Gold Slips on Strong U.S. Jobs Data and North Korea

Gold
  • Gold on track for third consecutive weekly fall
  •  U.S. non-farm payrolls post largest gain in 1-1/2 years

(Recasts after U.S. jobs data, updates prices)
LONDON, March 9  – Gold prices fell on Friday after
strong U.S. jobs data increased the likelihood of interest rate
rises and as the potential for easing tensions with North Korea
sapped safe-haven demand.

Data showed U.S. job growth surged in February, recording
its biggest increase in more than 1-1/2 years, though a slowdown
in wage gains pointed to only a gradual increase in inflation
this year.

“The strong headline payrolls numbers suggest the Fed may do
a little more. I think there’s certainly no risk they’re going
to do less than three (rate increases),” said Steven Ricchiuto,
chief economist at Mizuho Securities USA in New York.

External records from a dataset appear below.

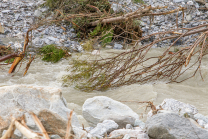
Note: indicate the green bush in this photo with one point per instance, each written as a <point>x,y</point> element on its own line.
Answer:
<point>51,53</point>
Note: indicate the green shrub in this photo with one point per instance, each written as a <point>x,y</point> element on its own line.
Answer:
<point>52,53</point>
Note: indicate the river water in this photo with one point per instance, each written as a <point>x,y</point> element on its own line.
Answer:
<point>193,91</point>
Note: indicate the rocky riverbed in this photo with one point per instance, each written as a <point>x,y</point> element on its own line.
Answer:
<point>100,115</point>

Spot gold was down 0.5 percent at $1,316.81 an ounce
by 1450 GMT and on track for a third consecutive weekly decline.
U.S. gold futures for April delivery fell 0.4 percent to
$1,316.50.

“We expect four U.S. rate hikes this year and this should
really be something that supports the dollar and causes gold
weakness,” said Norbert Rucker, head of commodity research at
Julius Baer in Zurich.

Julius Baer expects gold to fall to $1,225 in three months,
he added.

The dollar edged up against a basket of currencies ,
making gold more expensive for buyers using other currencies.

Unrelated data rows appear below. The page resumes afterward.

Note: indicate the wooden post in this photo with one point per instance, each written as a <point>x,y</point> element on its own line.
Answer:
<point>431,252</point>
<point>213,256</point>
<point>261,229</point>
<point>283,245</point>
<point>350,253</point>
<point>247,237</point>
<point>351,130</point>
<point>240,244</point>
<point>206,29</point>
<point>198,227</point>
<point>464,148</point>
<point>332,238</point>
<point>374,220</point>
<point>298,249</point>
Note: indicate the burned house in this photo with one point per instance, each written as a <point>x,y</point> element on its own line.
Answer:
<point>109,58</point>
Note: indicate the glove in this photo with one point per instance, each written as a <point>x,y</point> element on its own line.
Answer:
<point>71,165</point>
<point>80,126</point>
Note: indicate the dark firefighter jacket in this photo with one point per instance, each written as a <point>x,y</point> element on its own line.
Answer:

Gold was also pressured by news that U.S. President Donald
Trump agreed to meet North Korea’s Kim Jong Un in what would be
the first face-to-face encounter between the countries’ leaders
and could mark a breakthrough in a stand-off over the North’s
nuclear weapons.

“If, with this news, the tension with North Korea is easing,
it’s something that is, maybe not headwinds, but a mild breeze
against gold,” Rucker said.

The reaction has been muted because gold had failed to show
strong safe-haven demand last year during months of insults
exchanged over the North’s nuclear and missile programmes, he
added.

In other precious metals, silver slipped 0.5 percent
to $16.41 an ounce, platinum eased by 0.5 percent to $947
and palladium was up 0.3 percent at $979.20.
“Platinum is now closing in on a projection at $941/$932,
also the trend line from 2014 and the short-term down channel.

This should contain near-term downside,” said Stephanie Aymes,
head of technical analysis at Societe Generale.